As the park waits for more furniture to come in, students during the day will have the opportunity to gather at dining tables and chairs in shaded areas. During the evenings and nights, students will have access to LED lights from the canopy on the top level.
While many students have started to become accustomed to the park and enjoyed its facilities, some have said it currently feels somewhat empty. George Eto, a graduate student in electrical engineering, noted this feeling after he walked through the park and felt the open space.
“It’s interesting but it seems a bit sparse,” Eto said. “It feels like there’s a void here.”
With the precedent set by the CLA Tower, Noe Medina, another graduate student in electrical engineering, said the old building felt more representative of the campus.
“What was here before, people used to take pictures of and you would know it’s Cal Poly, but if you’re here and you take a picture, it could be anywhere,” Medina said.

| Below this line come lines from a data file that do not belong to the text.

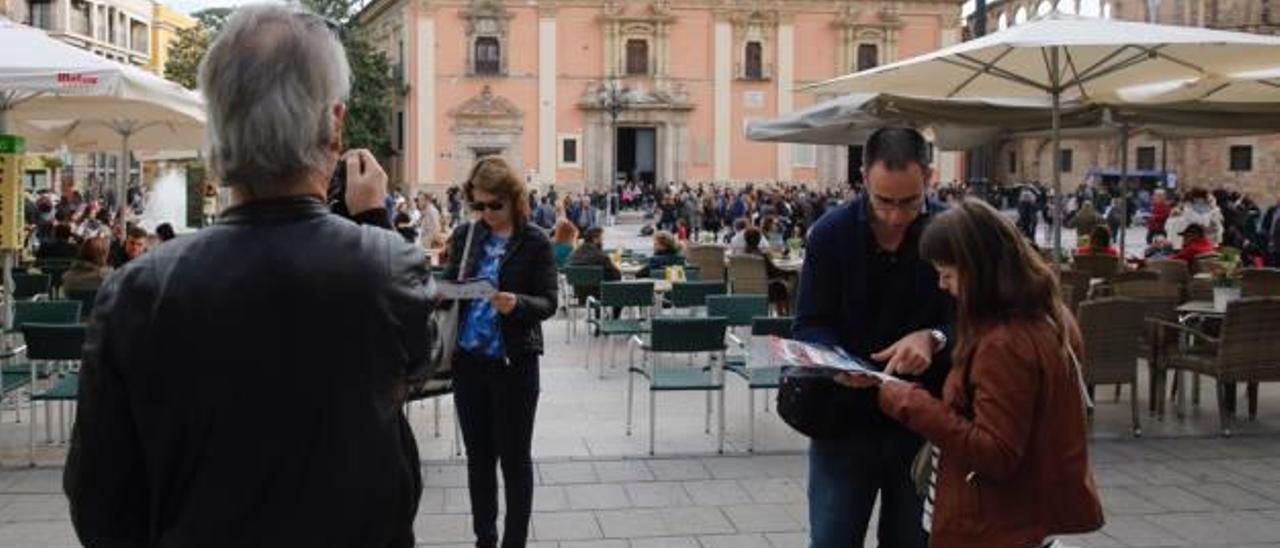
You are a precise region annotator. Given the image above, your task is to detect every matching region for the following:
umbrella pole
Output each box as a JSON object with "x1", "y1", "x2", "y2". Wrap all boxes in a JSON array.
[
  {"x1": 0, "y1": 108, "x2": 18, "y2": 330},
  {"x1": 115, "y1": 129, "x2": 132, "y2": 220},
  {"x1": 1050, "y1": 47, "x2": 1065, "y2": 265},
  {"x1": 1116, "y1": 124, "x2": 1129, "y2": 261}
]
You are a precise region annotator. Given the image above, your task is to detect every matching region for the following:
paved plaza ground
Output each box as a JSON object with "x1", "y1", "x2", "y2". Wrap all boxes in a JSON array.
[{"x1": 0, "y1": 216, "x2": 1280, "y2": 548}]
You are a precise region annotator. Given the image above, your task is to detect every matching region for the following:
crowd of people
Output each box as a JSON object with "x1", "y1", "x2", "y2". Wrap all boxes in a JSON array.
[
  {"x1": 24, "y1": 173, "x2": 165, "y2": 291},
  {"x1": 37, "y1": 4, "x2": 1280, "y2": 548}
]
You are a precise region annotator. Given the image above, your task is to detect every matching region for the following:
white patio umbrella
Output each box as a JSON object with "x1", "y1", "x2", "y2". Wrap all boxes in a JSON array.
[
  {"x1": 746, "y1": 93, "x2": 1097, "y2": 150},
  {"x1": 0, "y1": 19, "x2": 205, "y2": 204},
  {"x1": 0, "y1": 18, "x2": 119, "y2": 133},
  {"x1": 1115, "y1": 68, "x2": 1280, "y2": 105},
  {"x1": 0, "y1": 18, "x2": 204, "y2": 325},
  {"x1": 808, "y1": 13, "x2": 1280, "y2": 257},
  {"x1": 12, "y1": 60, "x2": 205, "y2": 200}
]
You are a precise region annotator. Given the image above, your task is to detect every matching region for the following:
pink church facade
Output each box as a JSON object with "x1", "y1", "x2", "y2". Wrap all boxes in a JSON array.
[{"x1": 360, "y1": 0, "x2": 961, "y2": 189}]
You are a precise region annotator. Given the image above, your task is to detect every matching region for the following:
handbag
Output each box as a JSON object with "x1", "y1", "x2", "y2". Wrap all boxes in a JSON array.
[
  {"x1": 906, "y1": 320, "x2": 1093, "y2": 498},
  {"x1": 408, "y1": 223, "x2": 475, "y2": 399},
  {"x1": 777, "y1": 366, "x2": 886, "y2": 440}
]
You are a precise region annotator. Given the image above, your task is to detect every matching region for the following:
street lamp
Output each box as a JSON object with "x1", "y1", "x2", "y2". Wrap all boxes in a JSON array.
[{"x1": 600, "y1": 78, "x2": 631, "y2": 224}]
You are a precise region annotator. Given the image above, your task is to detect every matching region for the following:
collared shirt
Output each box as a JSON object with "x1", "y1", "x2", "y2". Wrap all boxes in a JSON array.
[
  {"x1": 858, "y1": 207, "x2": 932, "y2": 356},
  {"x1": 458, "y1": 234, "x2": 509, "y2": 357}
]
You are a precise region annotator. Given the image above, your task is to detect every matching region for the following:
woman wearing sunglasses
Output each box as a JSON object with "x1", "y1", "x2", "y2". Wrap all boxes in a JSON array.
[
  {"x1": 840, "y1": 200, "x2": 1102, "y2": 548},
  {"x1": 444, "y1": 157, "x2": 557, "y2": 547}
]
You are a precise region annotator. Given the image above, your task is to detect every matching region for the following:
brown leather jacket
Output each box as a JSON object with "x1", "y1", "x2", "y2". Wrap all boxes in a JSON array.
[{"x1": 879, "y1": 314, "x2": 1103, "y2": 548}]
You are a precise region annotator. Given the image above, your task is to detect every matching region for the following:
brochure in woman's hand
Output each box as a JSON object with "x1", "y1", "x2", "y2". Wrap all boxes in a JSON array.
[
  {"x1": 769, "y1": 337, "x2": 897, "y2": 380},
  {"x1": 435, "y1": 278, "x2": 498, "y2": 301}
]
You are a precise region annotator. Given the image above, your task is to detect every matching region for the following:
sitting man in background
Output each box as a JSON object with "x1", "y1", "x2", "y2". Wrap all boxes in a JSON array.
[
  {"x1": 63, "y1": 238, "x2": 111, "y2": 292},
  {"x1": 36, "y1": 223, "x2": 79, "y2": 261},
  {"x1": 1075, "y1": 224, "x2": 1120, "y2": 257},
  {"x1": 744, "y1": 227, "x2": 795, "y2": 316},
  {"x1": 568, "y1": 227, "x2": 622, "y2": 318},
  {"x1": 111, "y1": 224, "x2": 150, "y2": 268},
  {"x1": 1170, "y1": 223, "x2": 1216, "y2": 262}
]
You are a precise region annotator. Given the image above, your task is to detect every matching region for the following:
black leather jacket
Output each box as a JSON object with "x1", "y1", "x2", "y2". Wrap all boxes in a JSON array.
[
  {"x1": 64, "y1": 197, "x2": 431, "y2": 548},
  {"x1": 444, "y1": 223, "x2": 558, "y2": 359}
]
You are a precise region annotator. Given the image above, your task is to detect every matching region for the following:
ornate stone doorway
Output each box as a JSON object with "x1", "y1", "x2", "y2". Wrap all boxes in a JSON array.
[
  {"x1": 449, "y1": 86, "x2": 525, "y2": 182},
  {"x1": 579, "y1": 82, "x2": 694, "y2": 188}
]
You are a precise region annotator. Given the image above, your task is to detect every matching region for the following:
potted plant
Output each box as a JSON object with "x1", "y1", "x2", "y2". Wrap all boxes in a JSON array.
[{"x1": 1212, "y1": 247, "x2": 1240, "y2": 310}]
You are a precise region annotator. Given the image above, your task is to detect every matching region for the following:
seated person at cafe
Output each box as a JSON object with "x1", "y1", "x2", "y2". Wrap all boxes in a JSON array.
[
  {"x1": 568, "y1": 227, "x2": 622, "y2": 318},
  {"x1": 36, "y1": 223, "x2": 79, "y2": 261},
  {"x1": 63, "y1": 238, "x2": 111, "y2": 292},
  {"x1": 552, "y1": 219, "x2": 578, "y2": 268},
  {"x1": 1075, "y1": 224, "x2": 1120, "y2": 257},
  {"x1": 640, "y1": 230, "x2": 685, "y2": 275},
  {"x1": 742, "y1": 227, "x2": 792, "y2": 316},
  {"x1": 1142, "y1": 230, "x2": 1175, "y2": 259},
  {"x1": 1170, "y1": 223, "x2": 1216, "y2": 262}
]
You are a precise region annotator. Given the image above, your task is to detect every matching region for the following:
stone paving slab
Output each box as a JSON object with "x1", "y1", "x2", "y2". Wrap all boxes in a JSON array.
[{"x1": 0, "y1": 435, "x2": 1280, "y2": 548}]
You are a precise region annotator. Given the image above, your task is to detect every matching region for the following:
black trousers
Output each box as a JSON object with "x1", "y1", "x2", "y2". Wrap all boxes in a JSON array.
[
  {"x1": 809, "y1": 425, "x2": 929, "y2": 548},
  {"x1": 453, "y1": 351, "x2": 539, "y2": 547}
]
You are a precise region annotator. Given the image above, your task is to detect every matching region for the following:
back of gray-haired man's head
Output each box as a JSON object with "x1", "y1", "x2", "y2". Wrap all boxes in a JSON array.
[{"x1": 200, "y1": 4, "x2": 351, "y2": 195}]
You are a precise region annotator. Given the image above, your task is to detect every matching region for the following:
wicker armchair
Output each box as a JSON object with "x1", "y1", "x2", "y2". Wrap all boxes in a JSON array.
[
  {"x1": 685, "y1": 245, "x2": 724, "y2": 282},
  {"x1": 1071, "y1": 255, "x2": 1120, "y2": 279},
  {"x1": 1093, "y1": 270, "x2": 1160, "y2": 297},
  {"x1": 1146, "y1": 259, "x2": 1192, "y2": 292},
  {"x1": 728, "y1": 255, "x2": 769, "y2": 294},
  {"x1": 1057, "y1": 270, "x2": 1092, "y2": 314},
  {"x1": 1112, "y1": 280, "x2": 1181, "y2": 414},
  {"x1": 1240, "y1": 269, "x2": 1280, "y2": 297},
  {"x1": 1148, "y1": 297, "x2": 1280, "y2": 435},
  {"x1": 1187, "y1": 278, "x2": 1213, "y2": 301},
  {"x1": 1080, "y1": 297, "x2": 1143, "y2": 437}
]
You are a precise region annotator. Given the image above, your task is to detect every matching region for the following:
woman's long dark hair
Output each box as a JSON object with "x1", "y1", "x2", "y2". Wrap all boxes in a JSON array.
[{"x1": 920, "y1": 198, "x2": 1068, "y2": 364}]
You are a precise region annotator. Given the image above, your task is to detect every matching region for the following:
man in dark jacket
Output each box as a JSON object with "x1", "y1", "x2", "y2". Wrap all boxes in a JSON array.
[
  {"x1": 795, "y1": 128, "x2": 951, "y2": 548},
  {"x1": 64, "y1": 5, "x2": 431, "y2": 547}
]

Despite their critiques, Eto and Medina agreed the park felt like it was on a solid foundation, but it was just missing out on some inherent potential. Eto added it may have also hit harder for older students like them because of their attachment to the old CLA Tower.
Although it might be difficult to forget the prominent CLA Tower, Bevans believes the money was well spent on creating a new outdoor area for students.
“It’s important for CSU campuses to continue to have a place that creates the opportunity for learning, lifelong learning as well,” said Bevans. “But the opportunity to create a college experience.”